Sally Russo was a standout athlete at Dennis-Yarmouth Regional High School who won field hockey scholarships to the University of Massachusetts in Amherst and, later, Miami University in Ohio.
Sally Russo of South Yarmouth is the author of "While I Was Walking," about living with Lyme disease and her struggle to have it correctly diagnosed. (Staff photo by Kevin Mingora)
But the 27-year-old South Yarmouth resident is the first to say that the playing field was not where she fought her toughest battle.
In 2002, Russo was struck with an illness that baffled doctors, and left her crippled, enduring seizures that lasted up to 22 hours.
She was finally diagnosed with Lyme disease last year and has written a book about her long road to diagnosis and treatment.
''While I Was Walking,'' published by PublishAmerica, is expected to be in bookstores next month, she said.
''I felt somebody has to paint the picture of what Lyme can do to someone's body, especially a young healthy body,'' she said in a telephone interview last week.
Russo became ill after she graduated from Miami University in 2003. She's not sure when her Lyme disease started. Perhaps it was even a rash on her foot in 1997, or one on her arm that an Ohio doctor diagnosed as shingles.

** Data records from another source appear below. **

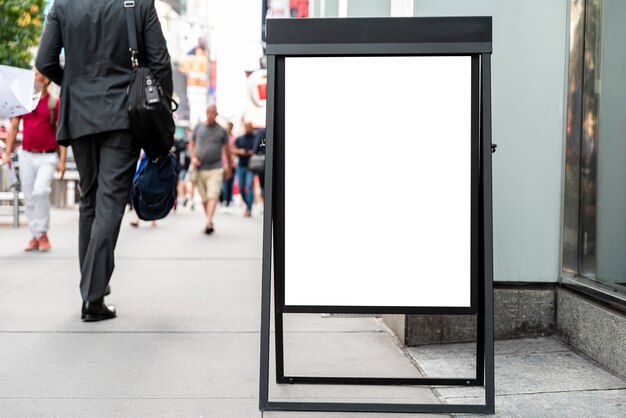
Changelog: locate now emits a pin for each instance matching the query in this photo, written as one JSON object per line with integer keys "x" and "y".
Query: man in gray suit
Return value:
{"x": 93, "y": 119}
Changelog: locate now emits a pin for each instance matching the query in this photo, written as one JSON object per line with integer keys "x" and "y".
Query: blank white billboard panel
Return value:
{"x": 378, "y": 181}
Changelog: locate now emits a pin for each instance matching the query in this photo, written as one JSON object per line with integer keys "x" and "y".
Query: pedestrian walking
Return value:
{"x": 226, "y": 195}
{"x": 93, "y": 118}
{"x": 38, "y": 159}
{"x": 244, "y": 148}
{"x": 208, "y": 142}
{"x": 181, "y": 151}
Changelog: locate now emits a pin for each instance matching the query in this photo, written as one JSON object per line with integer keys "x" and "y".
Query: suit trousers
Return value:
{"x": 106, "y": 164}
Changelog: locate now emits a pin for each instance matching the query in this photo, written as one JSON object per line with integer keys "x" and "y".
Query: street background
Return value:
{"x": 186, "y": 339}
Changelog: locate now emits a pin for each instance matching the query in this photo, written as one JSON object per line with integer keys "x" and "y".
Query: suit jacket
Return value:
{"x": 97, "y": 70}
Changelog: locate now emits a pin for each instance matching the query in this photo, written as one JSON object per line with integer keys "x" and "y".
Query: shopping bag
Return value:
{"x": 18, "y": 93}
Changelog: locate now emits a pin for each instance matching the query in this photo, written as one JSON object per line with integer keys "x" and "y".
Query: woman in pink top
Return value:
{"x": 39, "y": 157}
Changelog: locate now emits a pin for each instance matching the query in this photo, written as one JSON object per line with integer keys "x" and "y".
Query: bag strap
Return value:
{"x": 52, "y": 104}
{"x": 131, "y": 27}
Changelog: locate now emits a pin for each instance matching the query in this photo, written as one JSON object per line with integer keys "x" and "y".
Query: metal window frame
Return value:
{"x": 578, "y": 233}
{"x": 379, "y": 37}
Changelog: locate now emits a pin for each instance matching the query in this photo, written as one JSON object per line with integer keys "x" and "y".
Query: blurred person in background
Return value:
{"x": 208, "y": 142}
{"x": 39, "y": 158}
{"x": 244, "y": 148}
{"x": 181, "y": 151}
{"x": 226, "y": 197}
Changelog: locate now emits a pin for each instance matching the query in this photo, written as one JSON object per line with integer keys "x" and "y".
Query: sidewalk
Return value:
{"x": 186, "y": 340}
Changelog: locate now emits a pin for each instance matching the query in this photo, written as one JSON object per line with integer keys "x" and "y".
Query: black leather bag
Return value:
{"x": 150, "y": 108}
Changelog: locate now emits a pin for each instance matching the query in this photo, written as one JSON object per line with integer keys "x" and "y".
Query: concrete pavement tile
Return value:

Over the next three months, she had mouth sores, six bladder infections, several sinus infections, joint pain and fatigue - all classic Lyme disease symptoms.
''I felt like someone had poured cement through my whole body,'' she said.
But it was a mysterious convulsive disorder that left her disabled and in a wheelchair, she said. After collapsing at work one day, she was taken to Cape Cod Hospital. The diagnosis ranged from lupus, an autoimmune disease, to a muscular disease such as multiple sclerosis.
By Halloween 2004, she could not walk, she said.
Despite a negative Lyme test early on in her illness, Russo's mother, Ruth, argued to have her daughter treated for Lyme, since the disease does not always show up in blood tests.
Finally, in January 2005, confined to a wheelchair and enduring muscle spasms that had become longer and more intense, she turned to Dr. Sam Donta of Falmouth and Boston. He diagnosed Lyme disease and began antibiotic therapy.
But she also went to a movement specialist in Boston, who suspected Parkinson's and prescribed the drug dopamine. Within three weeks, she was walking again. No one could say which medication had done the trick, or which diagnosis was accurate.
In January 2006, she saw a neurologist at Columbia University.
''She called me two weeks later and said, 'You are so loaded with Lyme disease, I can't believe it,''' Russo said. ''It was the best phone call I've ever gotten.''
Russo's athlete's determination has helped her push through her despair, she said. She continues to make progress, and sees a day when she will be able to focus full time on her future as a writer.
''I had this whole life ahead of me, and now I'm fighting through one day at a time.''
*this story makes it sound like Sally's book is totally about her struggle with lyme. The last few chapters deal with her struggles with lyme. She is in our support group and we are seeing slight improvement, tho she has a long way to go.
She's been though so much and we all admire her for her strength and courage.....something I have found to be true for most of us suffering with this nightmare.
Posted by Lioness (Member # 10655) on :
Thanks for posting nan. I will keep an eye out for the book.